In the special election to replace the late Senator Edward Kennedy in Massachusetts in 2010, two towns out of the Commonwealth’s nearly 300 gave by far the greatest amount of support for the Democrat, Martha Coakley, providing her with 85% of their votes. They were Cambridge, home to Harvard and MIT, and Amherst, home to the University of Massachusetts, Hampshire College and Amherst College. College towns are as reliably Democratic as African-American sections of major American cities. The difference is that the voters in college towns are overwhelmingly white.
There is no greater lockstep in political thinking than on the campuses of American universities, particularly elite schools in the north-east. A critical component of the worldview of the academic Left now is hatred of Israel and support for the Palestinian cause. The universities can try to make student life “comfortable” for Jewish students, who by and large pay the freight (full tuition). But in the classroom, at conferences, in student activity groups and at simulated Israeli checkpoints established in the campus plazas, the hostility to Israel is alive, aggressive and increasingly unrestrained. Jewish students are too often unwilling to push back, afraid either to risk their grades or to isolate themselves from fellow students by appearing to be too supportive of Israel.

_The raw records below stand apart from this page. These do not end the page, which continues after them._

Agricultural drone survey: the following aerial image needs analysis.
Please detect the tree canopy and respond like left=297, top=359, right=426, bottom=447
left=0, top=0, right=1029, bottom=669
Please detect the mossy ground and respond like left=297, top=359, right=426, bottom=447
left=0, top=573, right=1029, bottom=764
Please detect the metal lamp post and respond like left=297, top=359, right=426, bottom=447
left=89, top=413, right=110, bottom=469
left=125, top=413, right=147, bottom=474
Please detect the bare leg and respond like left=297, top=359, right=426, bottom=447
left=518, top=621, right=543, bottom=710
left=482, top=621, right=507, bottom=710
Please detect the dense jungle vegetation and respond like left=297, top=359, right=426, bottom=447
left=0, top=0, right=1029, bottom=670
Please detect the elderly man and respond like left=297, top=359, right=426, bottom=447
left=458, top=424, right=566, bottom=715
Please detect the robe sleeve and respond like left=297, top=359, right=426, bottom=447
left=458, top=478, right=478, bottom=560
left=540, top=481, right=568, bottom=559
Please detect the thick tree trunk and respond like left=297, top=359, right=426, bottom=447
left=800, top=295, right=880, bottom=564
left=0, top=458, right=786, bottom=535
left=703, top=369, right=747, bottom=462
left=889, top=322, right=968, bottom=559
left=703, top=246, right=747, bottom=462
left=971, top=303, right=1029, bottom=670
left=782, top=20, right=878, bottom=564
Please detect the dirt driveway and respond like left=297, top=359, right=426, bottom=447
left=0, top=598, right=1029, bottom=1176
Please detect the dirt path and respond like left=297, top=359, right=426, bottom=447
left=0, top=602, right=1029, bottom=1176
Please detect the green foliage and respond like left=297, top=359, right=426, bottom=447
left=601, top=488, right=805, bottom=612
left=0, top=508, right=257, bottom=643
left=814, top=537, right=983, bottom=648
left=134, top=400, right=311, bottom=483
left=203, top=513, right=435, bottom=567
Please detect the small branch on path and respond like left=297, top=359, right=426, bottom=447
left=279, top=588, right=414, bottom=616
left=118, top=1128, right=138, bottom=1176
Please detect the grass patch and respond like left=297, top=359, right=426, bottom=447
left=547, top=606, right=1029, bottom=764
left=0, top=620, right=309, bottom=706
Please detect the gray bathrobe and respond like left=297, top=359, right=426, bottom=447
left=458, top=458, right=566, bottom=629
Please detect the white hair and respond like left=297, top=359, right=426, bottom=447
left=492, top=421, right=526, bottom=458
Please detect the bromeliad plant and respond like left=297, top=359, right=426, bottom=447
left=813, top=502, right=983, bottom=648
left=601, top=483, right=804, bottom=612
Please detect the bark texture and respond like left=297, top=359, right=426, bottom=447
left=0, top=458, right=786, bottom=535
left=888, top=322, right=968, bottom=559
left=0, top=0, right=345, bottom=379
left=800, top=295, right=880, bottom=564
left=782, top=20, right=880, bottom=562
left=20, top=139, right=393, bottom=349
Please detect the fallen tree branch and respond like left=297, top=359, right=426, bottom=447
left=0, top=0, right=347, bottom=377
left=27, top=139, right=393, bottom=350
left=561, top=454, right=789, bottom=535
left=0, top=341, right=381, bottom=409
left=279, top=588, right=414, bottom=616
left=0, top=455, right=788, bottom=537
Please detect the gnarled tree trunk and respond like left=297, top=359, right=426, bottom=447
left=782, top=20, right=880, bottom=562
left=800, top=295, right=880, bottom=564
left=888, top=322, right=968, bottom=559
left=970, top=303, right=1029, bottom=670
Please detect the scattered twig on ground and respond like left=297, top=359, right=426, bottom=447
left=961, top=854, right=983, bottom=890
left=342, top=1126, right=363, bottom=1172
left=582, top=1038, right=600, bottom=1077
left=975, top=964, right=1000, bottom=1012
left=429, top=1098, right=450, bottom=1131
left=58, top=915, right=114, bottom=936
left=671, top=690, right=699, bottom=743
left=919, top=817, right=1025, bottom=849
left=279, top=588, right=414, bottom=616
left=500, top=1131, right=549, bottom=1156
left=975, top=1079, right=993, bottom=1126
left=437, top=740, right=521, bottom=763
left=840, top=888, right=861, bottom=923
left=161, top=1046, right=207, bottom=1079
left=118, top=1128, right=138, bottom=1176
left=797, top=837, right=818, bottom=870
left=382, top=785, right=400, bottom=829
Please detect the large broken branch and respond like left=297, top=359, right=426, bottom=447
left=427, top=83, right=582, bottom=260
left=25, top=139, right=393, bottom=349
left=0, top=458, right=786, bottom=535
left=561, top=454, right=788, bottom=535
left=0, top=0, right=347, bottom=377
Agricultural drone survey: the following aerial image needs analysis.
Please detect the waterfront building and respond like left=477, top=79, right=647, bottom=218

These schools do produce more than their fair share of America’s future leaders. Universities have always had a political climate more liberal than the rest of the country. But intense hostility to Israel is a more recent phenomenon. University political activity feeds off identifying victim groups and fighting for their cause. The Palestinians are now in the upper tier of such groups. Some students may tune out the venom toward Israel that is routinely directed at them in far more classes than just Middle East studies or modern history. But others will absorb some of the toxin. It is not surprising that the graduates of America’s elite schools are far less sympathetic to Israel than graduates of other universities, and much less so than the rest of America’s adult population. In essence, anti-Zionism has become completely acceptable at the top of the academic ladder, and from there, over time, it has been and will continue to permeate the rest of mainstream society - in leftist churches and synagogues, and the mainstream media in particular. You cannot slander gays, women or Muslims, but Israelis have become fair game.